Pfarreiprojekt Kirchgemeinde Jonschwil - Pfarrei St.Martin Jonschwil

Pfarreiprojekt Philippinen

Schwester Laetita vom langjährigen Projekt auf den Philippinen war am 16./17. März 2019 in Jonschwil und hat zusammen mit einer Schülerin in den Gottesdiensten von ihren Eindrücken erzählt. Mit Suppentag und Kollekten der Gottesdienste vom 16. und 17. März wurde das langjährige Pfarreiprojekt auf den Philippinen unterstützt. Unsere Pfarrei ermöglicht mit regelmässigen Beiträgen den Schwestern Mariens und ihrer Schule den Lebensunterhalt in Manila.

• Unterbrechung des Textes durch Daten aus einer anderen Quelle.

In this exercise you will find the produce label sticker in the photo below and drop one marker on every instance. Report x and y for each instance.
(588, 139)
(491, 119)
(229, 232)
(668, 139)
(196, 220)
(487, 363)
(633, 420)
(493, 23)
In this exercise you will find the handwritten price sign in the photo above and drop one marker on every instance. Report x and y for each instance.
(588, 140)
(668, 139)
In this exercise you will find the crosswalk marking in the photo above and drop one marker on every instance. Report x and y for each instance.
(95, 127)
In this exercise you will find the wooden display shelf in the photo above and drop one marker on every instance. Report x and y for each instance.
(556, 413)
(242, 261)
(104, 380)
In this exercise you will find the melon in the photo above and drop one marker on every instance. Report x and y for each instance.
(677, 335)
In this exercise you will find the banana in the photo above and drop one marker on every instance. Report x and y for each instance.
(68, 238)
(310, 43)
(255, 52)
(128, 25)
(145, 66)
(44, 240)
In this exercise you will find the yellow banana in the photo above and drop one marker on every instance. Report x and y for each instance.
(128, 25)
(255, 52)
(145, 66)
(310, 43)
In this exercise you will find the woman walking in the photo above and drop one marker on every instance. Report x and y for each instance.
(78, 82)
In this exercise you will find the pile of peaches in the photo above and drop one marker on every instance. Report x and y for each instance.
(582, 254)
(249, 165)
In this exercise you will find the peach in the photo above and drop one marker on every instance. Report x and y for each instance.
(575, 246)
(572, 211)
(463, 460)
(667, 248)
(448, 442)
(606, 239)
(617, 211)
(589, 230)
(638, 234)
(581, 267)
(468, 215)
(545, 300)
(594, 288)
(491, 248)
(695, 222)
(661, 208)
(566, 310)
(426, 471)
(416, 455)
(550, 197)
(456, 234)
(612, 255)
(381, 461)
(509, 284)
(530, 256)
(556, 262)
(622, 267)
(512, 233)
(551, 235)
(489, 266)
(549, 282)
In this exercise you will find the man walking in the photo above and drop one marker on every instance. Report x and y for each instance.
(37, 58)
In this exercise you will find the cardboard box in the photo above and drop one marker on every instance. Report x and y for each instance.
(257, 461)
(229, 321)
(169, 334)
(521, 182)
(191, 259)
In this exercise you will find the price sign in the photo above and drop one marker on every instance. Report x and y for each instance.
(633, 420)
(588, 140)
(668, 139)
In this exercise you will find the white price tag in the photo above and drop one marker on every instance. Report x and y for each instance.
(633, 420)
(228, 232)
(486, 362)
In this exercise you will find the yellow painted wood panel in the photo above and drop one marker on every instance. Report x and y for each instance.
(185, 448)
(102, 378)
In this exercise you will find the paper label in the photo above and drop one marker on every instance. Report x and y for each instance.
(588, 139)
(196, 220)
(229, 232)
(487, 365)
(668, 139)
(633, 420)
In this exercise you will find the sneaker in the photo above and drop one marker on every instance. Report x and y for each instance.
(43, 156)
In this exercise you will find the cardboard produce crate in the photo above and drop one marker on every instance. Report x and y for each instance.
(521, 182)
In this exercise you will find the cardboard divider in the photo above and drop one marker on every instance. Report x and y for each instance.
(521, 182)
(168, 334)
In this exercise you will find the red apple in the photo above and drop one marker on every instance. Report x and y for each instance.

Es war eine bereichernde Möglichkeit, Sr. Laetitia und Julie Ann zu begegnen. Sie erzählten von schweren Lebensumständen, von unfassbaren Bedingungen für Familien in gewissen Gebieten der Inseln, von Ausbeutung und fehlenden Bildungsmöglichkeiten für sozial Schwache.Allen Anwesenden wurde klar, dass jede Hilfe, sei sie noch so klein, wieder einigen Menschen zu Lebensperspektiven helfen kann. Das Zeugnis der Schülerin wurde zu einem eindrücklichen Moment.

Der Pfarreirat organisierte das anschliessende gemeinsame Suppenessen im Pfarreiheim.

Das Küchenteam mit Theres Städler kochte eine feine Gerstensuppe, die Wienerli waren schnell weg und mit Käse und feinen Desserts waren die Besucher bestens bedient. Sr. Laetitia konnte dank ihrer Anwesenheit vieles aus dem Leben in Manila erzählen. Die regen Gesprächsrunden im Saal zeigten unsere besondere Verbundenheit mit dem Projekt. Die bewährten und neuen freiwilligen Helfer haben viel zum guten Gelingen des Anlasses beigetragen, der Pfarreirat bedankt sich bei allen herzlich für die Unterstützung.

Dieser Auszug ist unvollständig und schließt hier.